En el interior del cráneo de Malevich hervía su cerebro. Del burbujeo emergió una figurita de tinta negra, con geometría humana, plana, en dos dimensiones, la cual arrancó a pasear por las circunvoluciones de la materia blanca y gris del encéfalo.
Caminaba pausada, espiritual e íntima, mientras le salpicaban las chispas de los neurotransmisores durante la sinapsis, como fuegos artificiales se le compactaban en el cuerpo quedando pincelado de todos los tintes.
Durante su itinerario sorteaba el laberinto encefálico empapado de colores violentos y se le imantaba cualquier imagen con la que tropezaba. Cuando llegó a la zona ovoidal del cerebro la figurita se “tubuló” y se fue desplazando, rodando por los secretos cerebrales de Malevich.

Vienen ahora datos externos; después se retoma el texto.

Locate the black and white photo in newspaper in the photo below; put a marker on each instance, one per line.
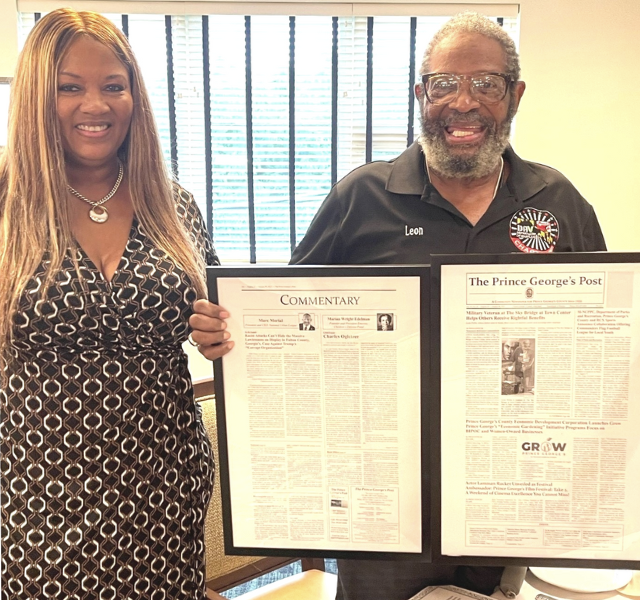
(322, 412)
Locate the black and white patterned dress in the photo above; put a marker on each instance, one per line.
(106, 468)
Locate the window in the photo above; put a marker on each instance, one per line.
(260, 115)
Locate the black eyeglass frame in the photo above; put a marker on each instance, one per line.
(508, 79)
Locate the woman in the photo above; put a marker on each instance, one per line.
(106, 468)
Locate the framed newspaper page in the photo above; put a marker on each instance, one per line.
(536, 362)
(320, 409)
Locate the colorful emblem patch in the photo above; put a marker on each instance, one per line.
(534, 231)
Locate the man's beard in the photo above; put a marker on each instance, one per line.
(447, 163)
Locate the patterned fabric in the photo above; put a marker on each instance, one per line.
(106, 467)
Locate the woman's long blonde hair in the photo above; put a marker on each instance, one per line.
(34, 219)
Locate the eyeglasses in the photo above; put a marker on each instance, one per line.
(486, 88)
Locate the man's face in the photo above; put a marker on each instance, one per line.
(466, 138)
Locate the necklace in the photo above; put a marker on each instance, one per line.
(99, 213)
(495, 191)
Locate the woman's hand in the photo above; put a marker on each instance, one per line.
(209, 329)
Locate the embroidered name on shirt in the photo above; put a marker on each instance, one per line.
(413, 230)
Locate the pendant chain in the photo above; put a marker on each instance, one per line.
(100, 215)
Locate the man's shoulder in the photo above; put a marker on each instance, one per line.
(550, 175)
(379, 174)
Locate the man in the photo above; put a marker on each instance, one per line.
(460, 189)
(385, 322)
(306, 325)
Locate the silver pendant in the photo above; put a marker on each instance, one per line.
(98, 214)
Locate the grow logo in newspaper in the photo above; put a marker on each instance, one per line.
(534, 231)
(548, 447)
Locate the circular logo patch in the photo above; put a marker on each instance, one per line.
(534, 231)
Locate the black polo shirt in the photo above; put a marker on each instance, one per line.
(389, 213)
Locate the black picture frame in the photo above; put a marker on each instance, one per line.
(420, 271)
(435, 431)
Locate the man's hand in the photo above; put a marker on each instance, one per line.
(209, 329)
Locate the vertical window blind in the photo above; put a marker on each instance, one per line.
(260, 115)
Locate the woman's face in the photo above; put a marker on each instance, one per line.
(94, 103)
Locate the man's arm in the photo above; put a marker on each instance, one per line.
(592, 235)
(322, 243)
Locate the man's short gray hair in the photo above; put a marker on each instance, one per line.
(470, 22)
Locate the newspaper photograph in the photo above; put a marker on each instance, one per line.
(322, 412)
(540, 401)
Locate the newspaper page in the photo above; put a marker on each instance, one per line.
(322, 402)
(541, 410)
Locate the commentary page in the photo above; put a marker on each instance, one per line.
(322, 402)
(541, 410)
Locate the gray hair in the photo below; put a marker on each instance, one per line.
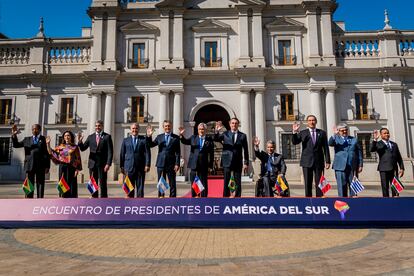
(203, 125)
(342, 125)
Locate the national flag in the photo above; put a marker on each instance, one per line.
(27, 186)
(341, 207)
(356, 186)
(197, 186)
(282, 182)
(127, 185)
(162, 185)
(397, 185)
(62, 186)
(232, 184)
(92, 186)
(324, 185)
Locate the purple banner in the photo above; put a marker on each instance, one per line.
(209, 211)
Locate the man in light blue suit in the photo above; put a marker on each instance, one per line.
(348, 158)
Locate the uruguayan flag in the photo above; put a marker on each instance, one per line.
(162, 185)
(356, 186)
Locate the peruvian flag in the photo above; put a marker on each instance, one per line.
(197, 185)
(324, 185)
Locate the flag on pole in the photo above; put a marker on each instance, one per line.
(162, 185)
(232, 184)
(92, 186)
(282, 182)
(324, 185)
(127, 185)
(27, 186)
(62, 186)
(356, 185)
(197, 186)
(397, 185)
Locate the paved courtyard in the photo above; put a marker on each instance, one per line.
(204, 251)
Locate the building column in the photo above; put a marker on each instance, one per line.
(95, 100)
(331, 111)
(315, 102)
(109, 119)
(245, 116)
(163, 115)
(260, 117)
(178, 111)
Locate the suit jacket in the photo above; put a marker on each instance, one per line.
(200, 159)
(313, 155)
(347, 153)
(101, 154)
(389, 160)
(168, 155)
(233, 153)
(36, 156)
(134, 160)
(278, 163)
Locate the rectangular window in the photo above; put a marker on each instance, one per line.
(286, 107)
(361, 106)
(137, 110)
(138, 60)
(66, 115)
(286, 56)
(5, 151)
(210, 55)
(5, 111)
(289, 150)
(364, 140)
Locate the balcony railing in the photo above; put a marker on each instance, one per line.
(211, 62)
(67, 119)
(144, 64)
(357, 45)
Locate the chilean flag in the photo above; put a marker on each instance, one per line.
(197, 185)
(324, 185)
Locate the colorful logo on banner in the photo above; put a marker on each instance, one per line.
(342, 208)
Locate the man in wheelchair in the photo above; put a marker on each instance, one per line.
(272, 165)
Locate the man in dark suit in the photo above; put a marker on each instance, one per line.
(315, 153)
(272, 164)
(389, 160)
(100, 155)
(234, 146)
(201, 156)
(36, 160)
(135, 159)
(168, 159)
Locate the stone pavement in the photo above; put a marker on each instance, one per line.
(260, 251)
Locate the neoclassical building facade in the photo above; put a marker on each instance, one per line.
(269, 63)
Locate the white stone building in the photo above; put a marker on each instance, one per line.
(269, 63)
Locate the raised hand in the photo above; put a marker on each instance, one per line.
(295, 127)
(15, 130)
(256, 141)
(150, 131)
(376, 134)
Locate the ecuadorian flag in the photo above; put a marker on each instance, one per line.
(127, 185)
(62, 186)
(27, 186)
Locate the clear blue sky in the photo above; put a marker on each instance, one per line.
(64, 18)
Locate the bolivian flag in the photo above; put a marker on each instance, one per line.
(62, 186)
(27, 186)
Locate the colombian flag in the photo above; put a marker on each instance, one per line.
(62, 186)
(127, 185)
(27, 186)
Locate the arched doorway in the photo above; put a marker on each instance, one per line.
(210, 114)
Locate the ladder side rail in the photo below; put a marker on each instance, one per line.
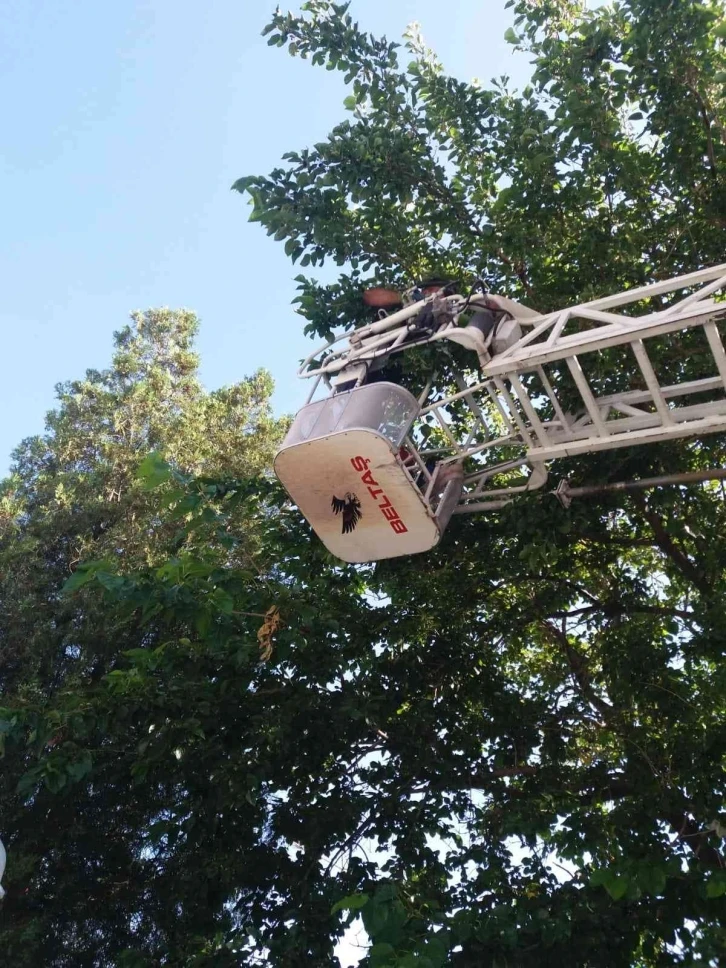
(598, 339)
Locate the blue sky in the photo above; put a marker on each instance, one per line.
(124, 126)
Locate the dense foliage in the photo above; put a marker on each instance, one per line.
(220, 744)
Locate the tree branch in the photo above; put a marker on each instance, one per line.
(669, 548)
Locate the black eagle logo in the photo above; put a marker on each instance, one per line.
(350, 506)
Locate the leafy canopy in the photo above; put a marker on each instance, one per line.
(510, 751)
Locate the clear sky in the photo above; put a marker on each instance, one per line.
(124, 125)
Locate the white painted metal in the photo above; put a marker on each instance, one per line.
(349, 450)
(542, 397)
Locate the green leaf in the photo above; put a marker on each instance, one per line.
(85, 573)
(716, 884)
(153, 471)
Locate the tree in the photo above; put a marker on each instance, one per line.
(509, 751)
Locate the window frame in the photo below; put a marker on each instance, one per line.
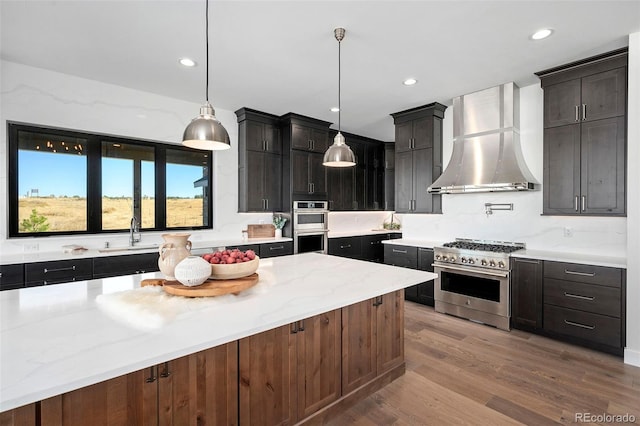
(94, 179)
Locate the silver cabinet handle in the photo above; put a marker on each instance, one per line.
(577, 324)
(583, 274)
(577, 296)
(71, 268)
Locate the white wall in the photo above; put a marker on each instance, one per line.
(38, 96)
(632, 352)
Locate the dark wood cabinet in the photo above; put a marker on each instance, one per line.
(112, 266)
(11, 277)
(259, 161)
(418, 158)
(201, 388)
(526, 294)
(585, 137)
(373, 338)
(55, 272)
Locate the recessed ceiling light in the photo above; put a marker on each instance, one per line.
(187, 62)
(540, 34)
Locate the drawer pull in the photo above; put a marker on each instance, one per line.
(577, 324)
(583, 274)
(577, 296)
(71, 268)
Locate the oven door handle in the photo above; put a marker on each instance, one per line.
(462, 269)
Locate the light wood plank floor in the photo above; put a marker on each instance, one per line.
(460, 372)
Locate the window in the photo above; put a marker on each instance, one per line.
(64, 182)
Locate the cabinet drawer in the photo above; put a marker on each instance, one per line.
(11, 276)
(276, 249)
(405, 256)
(584, 273)
(583, 325)
(58, 272)
(597, 299)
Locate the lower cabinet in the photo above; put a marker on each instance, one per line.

La figurita transitaba con una maleta por los recodos y en el momento preciso extrajo de su maletín, el “martillo de Mahler” y con la fuerza del último movimiento de la Sinfonía Nº6, le asestó, con todas sus fuerzas, un solo y preciso golpe en las fibras nerviosas del pintor y le reventó los sesos.
La luz del eclipse cubrió al paseante dejándolo reducido, en su totalidad, y convirtiéndolo en un círculo negro.